Fisking Clare
Clare Curran has blogged at Red Alert:
Communications and IT Minister Steven Joyce has just told the House in question time that there has been no delay in rolling out ultrafast broadband.
It’s amazing how this government can tell a barefaced lie with a straight face. The election was almost a year ago. The $1.5 billion delivery of broadband to 75% of New Zealand homes was a core election promise. Supposedly ready to go!
If Clare is going to use terms like bare faced lie, I’m going to have to point out how that description is one which better applies to her own blog post.
John Key announced the ultrafast broadband policy in May 2009. I was there when he did it. So was most of the industry. And they know what John Key said. So they get very puzzled when Clare claims the broadband package was supposedly ready to go. Let me quote John Key’s speech:
Delivering on these five principles will require a carefully thought-through and negotiated investment and regulatory model. National will conduct these negotiations in our first year of government.
2009 is the first year of Government. If anything, Steve Joyce is three months ahead of schedule.

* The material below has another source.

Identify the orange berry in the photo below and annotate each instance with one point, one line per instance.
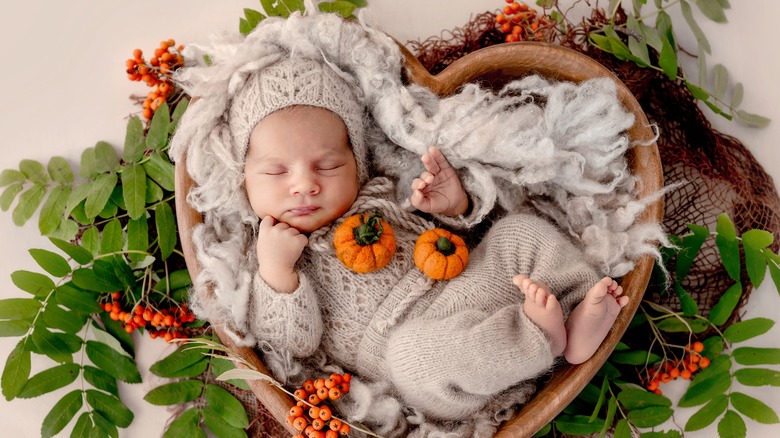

Everyone in the industry knows that National said the policy was a policy about what they wanted to achieve, and they would take 12 months working out the best way to achieve it.
And frankly it is somewhat bizarre that Clare keeps demanding that decisions should have been made quicker, because she has also blogged what an incredibly complex area this is. If the Government had made decisions more quickly, I suspect Clare would criticise that. Being in Opposition does not mean you have to criticise everything.

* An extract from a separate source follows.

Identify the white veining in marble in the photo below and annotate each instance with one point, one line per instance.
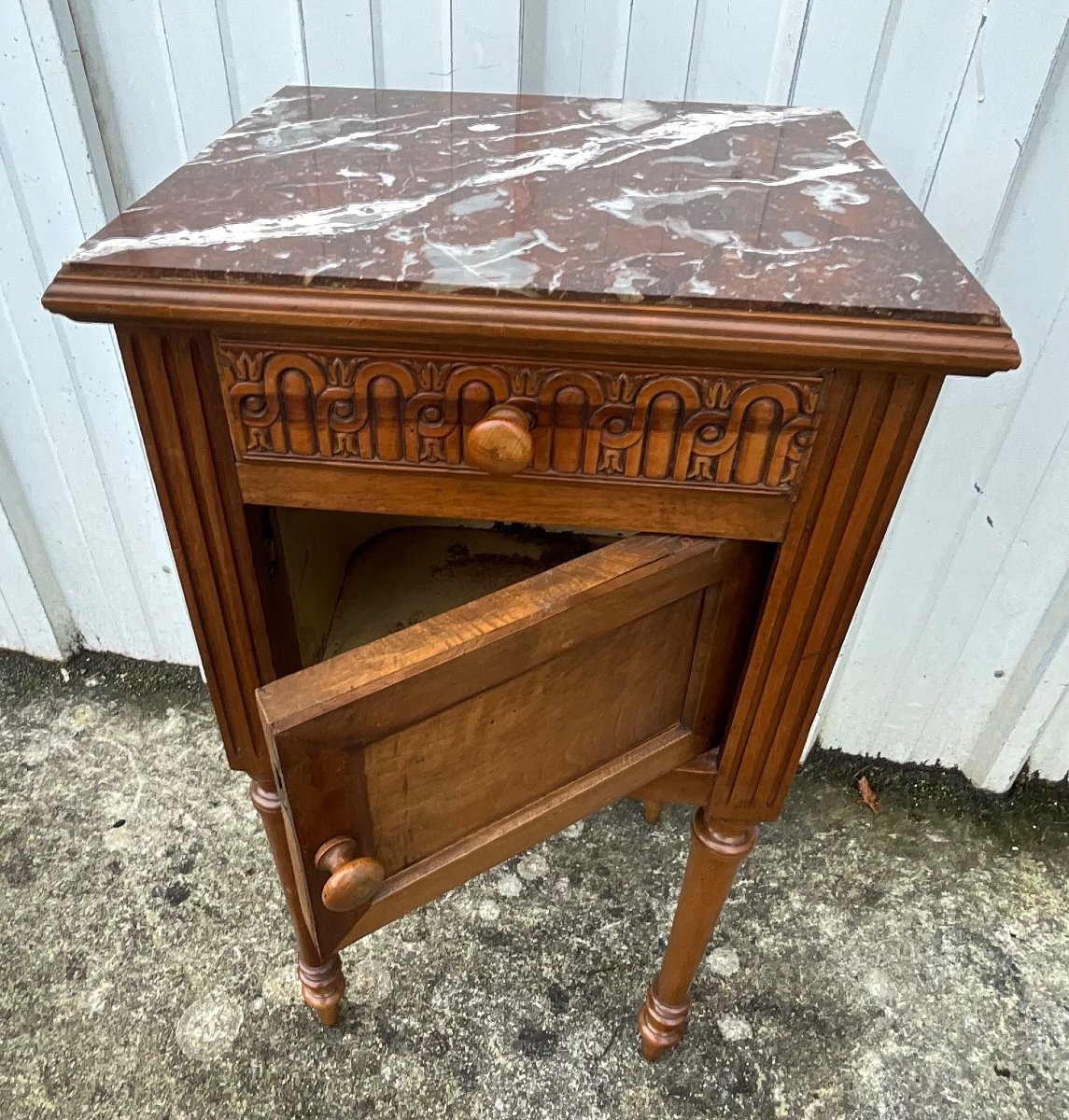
(623, 200)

Clare then compounds things by claiming:
They axed the previous Government’s programme which was poised to rollout and put everything on hold for months while they recast a plan which now looks remarkedly like the previous government’s. That’s taken all year.
Now I was a big supporter of most of what the previous Government did in the Communications/IT field. But it is not at all correct to claim the previous Broadband Investment Fund is the same as what National is doing. The previous fund was not for a national fibre network reaching 75% of New Zealanders. It was $325 million (compared to $1.5 billion) and was not for fibre to the home. It was for mainly broadband to businesses and MUSH (municipalities, universities, schools and hospitals).

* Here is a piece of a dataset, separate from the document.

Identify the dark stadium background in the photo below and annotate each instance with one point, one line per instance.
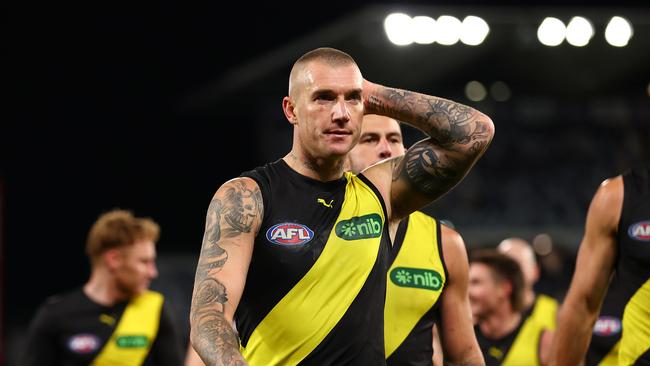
(151, 107)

Now that was a good fund and certainly better than doing nothing (from my point of view). But to be blunt National trumped that with a policy that was far more ambitious and with far more funding – around 400% more.
Personally I suspect the former Minister, David Cunliffe, would have loved to have matched or exceeded National’s policy – but the simple fact of the matter is he couldn’t get the extra funding out of Clark and Cullen.
So while there are of course some similarities between the former BIF and the current Government’s proposal (mainly that they both use a regional competive process which is hardly surprising) they are in no way the same plan. And again, most people in the industry know this.
This government talks about investing in infrastructure. It seems to think that infrastructure is purely the network of roads, wires or fibre required to create a physical structure. What Mr Joyce, who is also the Associate Minister of Infrastructure, doesn’t seem to get, or pays lipservice to, is that with broadband, you can just invest in the fibre. You’ve got to invest in what will pass through the fibre. Services that will benefit society. And that’s the government’s role.
I’m not sure what Clare is suggesting here but I don’t want the Government competing with telcos, ISPs, Sky TV etc etc as the applications and services level. The infrastructure level, which is inherently non-competitive in most cases, is where I want the investment to happen.
It’s unknown whether the private sector investment required to make up the shortfall between $1.5 b and $6 billion will manifest itself, because its unknown what level of public investment will be made in the health, education and enregy sectors which will stimulate demand. That’s the real question.
No it is not. Expecting the Government to declare today what services it might seek to deliver in ten years time over the network is incredibly naive – especially considering the pace of change in the Internet industry. Any declaration today is likely to be more inaccurate than a Treasury forecast of the deficit!
The private sector will make their investment decisions on the basis of international experience and their own market research. They will not make them on the basis of what the Government may do online in ten years time.